NCT number NCT03673293
Other study ID # 110935
Secondary ID
Status Active, not recruiting
Phase
First received
Last updated
Start date May 5, 2018
Est. completion date May 2025

Study information

Verified date August 2023
Source University of Utah
Contact n/a
Is FDA regulated No
Health authority
Study type Observational

Clinical Trial Summary

The objectives of this study are: 1. The investigators plan to evaluate and validate the use of a novel wireless insole device (Loadsol) that provides real-time biofeedback on post-operative mobility and weight bearing following total joint arthroplasty. 2. The investigators plan to utilize the wireless insole device to determine if biofeedback is sufficient for improving gait symmetry following total joint arthroplasty. 3. The investigators plan to determine if there is a correlation between patient reported outcomes and measured postoperative weight bearing.


Description:

In orthopaedic and trauma surgery post-operative mobility is very important. Six-month mortality and patient satisfaction has been associated with mobility. Elderly patients may suffer from severe complications caused by immobility due to a high prevalence of comorbidities. Measuring postoperative mobility has primarily been based on advanced technology and complicated gait laboratories (treadmill, force plate, videoanalysis). The recent introduction of mobile insole force devices, such as the pedoped loadsolĀ® (Novel) may allow for a cost-effective and clinically relevant use of providing biofeedback. Using video analysis to evaluate the insole device will allow for measurements in realistic situations like walking stairs, stand up from a chair, sit down, turning and walking.

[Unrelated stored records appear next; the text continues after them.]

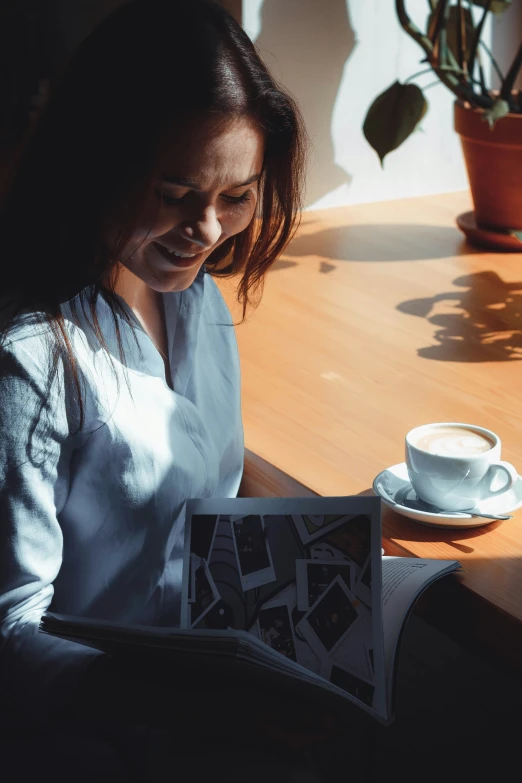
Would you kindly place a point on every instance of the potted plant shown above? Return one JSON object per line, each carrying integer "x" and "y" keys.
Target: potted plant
{"x": 488, "y": 121}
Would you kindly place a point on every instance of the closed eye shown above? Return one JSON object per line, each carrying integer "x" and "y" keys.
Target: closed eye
{"x": 171, "y": 200}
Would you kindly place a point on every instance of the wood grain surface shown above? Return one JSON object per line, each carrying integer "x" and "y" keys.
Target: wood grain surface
{"x": 378, "y": 318}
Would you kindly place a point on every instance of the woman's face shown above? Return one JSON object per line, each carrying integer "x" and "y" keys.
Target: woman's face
{"x": 206, "y": 192}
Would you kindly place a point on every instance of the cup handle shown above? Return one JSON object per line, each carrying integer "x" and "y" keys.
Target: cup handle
{"x": 500, "y": 467}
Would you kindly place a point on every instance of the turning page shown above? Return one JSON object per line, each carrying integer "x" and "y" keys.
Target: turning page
{"x": 302, "y": 575}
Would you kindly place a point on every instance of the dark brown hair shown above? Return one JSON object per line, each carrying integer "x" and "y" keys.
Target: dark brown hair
{"x": 88, "y": 163}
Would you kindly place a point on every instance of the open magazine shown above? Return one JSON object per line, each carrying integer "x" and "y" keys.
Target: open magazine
{"x": 288, "y": 586}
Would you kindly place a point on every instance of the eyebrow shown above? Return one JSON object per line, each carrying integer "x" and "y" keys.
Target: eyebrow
{"x": 189, "y": 183}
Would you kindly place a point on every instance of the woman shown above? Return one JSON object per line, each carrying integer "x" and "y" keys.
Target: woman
{"x": 119, "y": 377}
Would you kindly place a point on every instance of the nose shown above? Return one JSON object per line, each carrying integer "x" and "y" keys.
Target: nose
{"x": 203, "y": 229}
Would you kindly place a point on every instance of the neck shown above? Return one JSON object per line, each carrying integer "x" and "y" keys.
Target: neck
{"x": 136, "y": 293}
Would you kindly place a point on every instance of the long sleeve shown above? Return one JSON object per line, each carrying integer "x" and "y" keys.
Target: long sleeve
{"x": 36, "y": 671}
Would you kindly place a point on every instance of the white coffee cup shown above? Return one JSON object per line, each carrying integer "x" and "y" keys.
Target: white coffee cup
{"x": 454, "y": 466}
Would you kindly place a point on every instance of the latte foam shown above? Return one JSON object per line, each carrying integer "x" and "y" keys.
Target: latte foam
{"x": 453, "y": 442}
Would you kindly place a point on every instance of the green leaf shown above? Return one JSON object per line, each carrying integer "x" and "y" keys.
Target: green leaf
{"x": 497, "y": 6}
{"x": 393, "y": 116}
{"x": 499, "y": 109}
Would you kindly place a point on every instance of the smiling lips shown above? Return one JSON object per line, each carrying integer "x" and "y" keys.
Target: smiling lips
{"x": 178, "y": 254}
{"x": 176, "y": 258}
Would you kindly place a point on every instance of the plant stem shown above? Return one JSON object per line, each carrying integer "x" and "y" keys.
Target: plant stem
{"x": 493, "y": 61}
{"x": 509, "y": 81}
{"x": 476, "y": 39}
{"x": 461, "y": 90}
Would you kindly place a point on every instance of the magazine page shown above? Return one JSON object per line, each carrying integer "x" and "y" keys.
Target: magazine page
{"x": 403, "y": 580}
{"x": 297, "y": 574}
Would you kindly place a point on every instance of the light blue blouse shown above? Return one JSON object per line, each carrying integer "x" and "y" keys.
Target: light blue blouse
{"x": 90, "y": 524}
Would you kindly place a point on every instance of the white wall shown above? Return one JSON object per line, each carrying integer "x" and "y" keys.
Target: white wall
{"x": 336, "y": 56}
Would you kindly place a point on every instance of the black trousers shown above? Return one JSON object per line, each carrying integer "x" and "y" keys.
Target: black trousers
{"x": 457, "y": 719}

The investigators had previously completed this in the lab setting and further the feedback mode of the loadsol will be used for training the patients in terms of symmetry after a total knee replacement. This study may have an important influence on the aftercare of the investigators patients. Determining the postoperative mobility and evaluating gait analysis in real time will allow the investigators to compare between different operative approaches, operative techniques, Implants and more. If the feedback mode is working as expected the investigators might use it in the close future in the investigators standard aftercare for all patients.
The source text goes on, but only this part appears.